Incredible as it may seem, Mr. Speaker, estimates are that between 100,000 to 300,000 indigenous West Papuans have been killed or have simply vanished from the face of the earth during the years of Indonesian occupation. And this pattern of annihilation is being continued by the regime of Mr. Habibie despite initial promises of reform.

The current government of Indonesia continues to choose a policy of repression, a policy which disregards the rights of the indigenous which is of great concern to me. The recent shooting over the pro-independence demonstrations in Jayapura and on the island of Biak, the violent responses which we have seen to pro-independence demonstrations in towns and cities all across West Papua indicate that this new regime is prepared to continue the repression of the past.

One half of Papua New Guinea is still reeling from the worst natural disaster to hit the island in recent memory. Whole villages and the lives of the people in them have been completely obliterated, wiped off the face of the earth. In the other half of the same island, the people of West Papua are suffering another form of devastation. Their identity as a people is being obliterated by a brutal regime thousands of miles away.

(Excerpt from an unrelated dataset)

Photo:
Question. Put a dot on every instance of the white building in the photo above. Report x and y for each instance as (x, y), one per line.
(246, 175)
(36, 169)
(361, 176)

I would hope that all my colleagues would join me in urging the Indonesian government to cease these violations of human rights and instead take immediate steps to review the political status of West Papua. The new regime in Indonesia has an opportunity to correct the mistakes of the past, not repeat them. It seems to me that we have an obligation to lend our support to this effort, and I urge my colleagues to protest in the strongest possible terms these continuing violations of basic human rights by the new government of Indonesia.